2. What is the ask price of those shares on paper?
3. What is the bid price of those shares by investors willing to purchase them on the private market?
4. How many owners are allowed to sell their shares at the same time?
5. How many owners could realistically find a buyer at the paper ask price of the shares?
6. How many owners could sell their shares before the existing deviation (spread) between the paper ask price and available bid prices changed?
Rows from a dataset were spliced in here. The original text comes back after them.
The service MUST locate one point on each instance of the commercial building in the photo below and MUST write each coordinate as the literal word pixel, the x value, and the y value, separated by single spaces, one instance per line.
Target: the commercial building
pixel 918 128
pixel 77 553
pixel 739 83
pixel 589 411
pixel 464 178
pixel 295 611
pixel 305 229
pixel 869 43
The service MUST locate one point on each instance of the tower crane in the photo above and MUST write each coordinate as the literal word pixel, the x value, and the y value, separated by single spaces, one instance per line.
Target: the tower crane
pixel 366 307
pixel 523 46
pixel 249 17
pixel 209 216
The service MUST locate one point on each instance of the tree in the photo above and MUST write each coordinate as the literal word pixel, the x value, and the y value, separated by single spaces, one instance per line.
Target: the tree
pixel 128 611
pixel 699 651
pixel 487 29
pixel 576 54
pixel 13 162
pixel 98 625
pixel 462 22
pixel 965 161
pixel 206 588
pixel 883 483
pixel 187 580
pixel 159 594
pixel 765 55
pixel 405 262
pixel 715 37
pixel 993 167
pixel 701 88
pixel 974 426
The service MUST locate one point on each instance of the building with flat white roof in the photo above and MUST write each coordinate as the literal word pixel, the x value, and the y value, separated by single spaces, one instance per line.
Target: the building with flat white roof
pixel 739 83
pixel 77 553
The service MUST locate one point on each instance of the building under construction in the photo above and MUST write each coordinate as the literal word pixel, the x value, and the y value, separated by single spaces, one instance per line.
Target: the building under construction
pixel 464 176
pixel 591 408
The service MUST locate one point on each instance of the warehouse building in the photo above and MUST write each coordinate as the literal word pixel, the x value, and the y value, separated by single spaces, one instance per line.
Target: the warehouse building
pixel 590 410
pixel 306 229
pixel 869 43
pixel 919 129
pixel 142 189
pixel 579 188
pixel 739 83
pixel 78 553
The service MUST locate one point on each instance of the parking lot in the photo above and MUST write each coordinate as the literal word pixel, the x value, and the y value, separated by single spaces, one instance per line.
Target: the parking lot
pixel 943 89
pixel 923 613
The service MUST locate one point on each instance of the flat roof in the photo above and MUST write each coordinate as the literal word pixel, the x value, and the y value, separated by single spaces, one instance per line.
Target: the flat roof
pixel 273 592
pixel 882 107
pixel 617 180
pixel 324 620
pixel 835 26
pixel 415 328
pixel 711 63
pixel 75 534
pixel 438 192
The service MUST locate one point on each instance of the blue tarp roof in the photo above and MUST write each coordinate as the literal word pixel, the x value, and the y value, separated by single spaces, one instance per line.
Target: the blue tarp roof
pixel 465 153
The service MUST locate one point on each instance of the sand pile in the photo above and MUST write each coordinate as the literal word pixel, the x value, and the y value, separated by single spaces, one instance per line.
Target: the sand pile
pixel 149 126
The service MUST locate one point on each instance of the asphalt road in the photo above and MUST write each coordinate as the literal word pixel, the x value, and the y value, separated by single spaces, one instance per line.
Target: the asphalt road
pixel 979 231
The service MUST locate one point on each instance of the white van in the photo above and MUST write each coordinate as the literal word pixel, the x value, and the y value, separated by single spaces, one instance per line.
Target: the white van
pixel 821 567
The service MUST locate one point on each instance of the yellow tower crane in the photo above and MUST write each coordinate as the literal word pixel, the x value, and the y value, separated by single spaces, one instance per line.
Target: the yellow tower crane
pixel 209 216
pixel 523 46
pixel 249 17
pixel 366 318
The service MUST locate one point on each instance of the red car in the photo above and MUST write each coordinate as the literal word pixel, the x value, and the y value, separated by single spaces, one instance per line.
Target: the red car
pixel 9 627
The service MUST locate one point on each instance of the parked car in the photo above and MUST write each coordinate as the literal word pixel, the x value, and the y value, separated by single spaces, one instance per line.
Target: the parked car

This is not to say your overall point is wrong, it's to say that it can't be defended this way; more importantly, we really shouldn't be simplifying our discussion and its definition of liquidity to the one you've presented here, which is too simplistic. There is a lot of nuance about price discovery between public and private valuation that's missing here. For (one) example, you can maintain an artificially inflated valuation of a private company if there are fewer owners willing/able to sell than there are buyers, despite a relatively larger set of potential owners either not allowed to, or not conveniently capable of, selling their shares. This scenario makes presents an asymmetry between the weighting and availability of positive vs negative price sentiment that is much more easily resolved in the public market.
austenallred|7 years ago
1. YC has not had good returns because it has only had one IPO (apparently selling Twitch and Cruise for $1B each don’t count as a win?)
2. While it’s difficult to know what the true value of YC companies is, the fact that there are nearly 100 companies valued at $100m+ is not just a “vanity metric.” Especially st the later stages of more mature companies there are real dollars trading hands and there’s more liquidity available on secondary markets.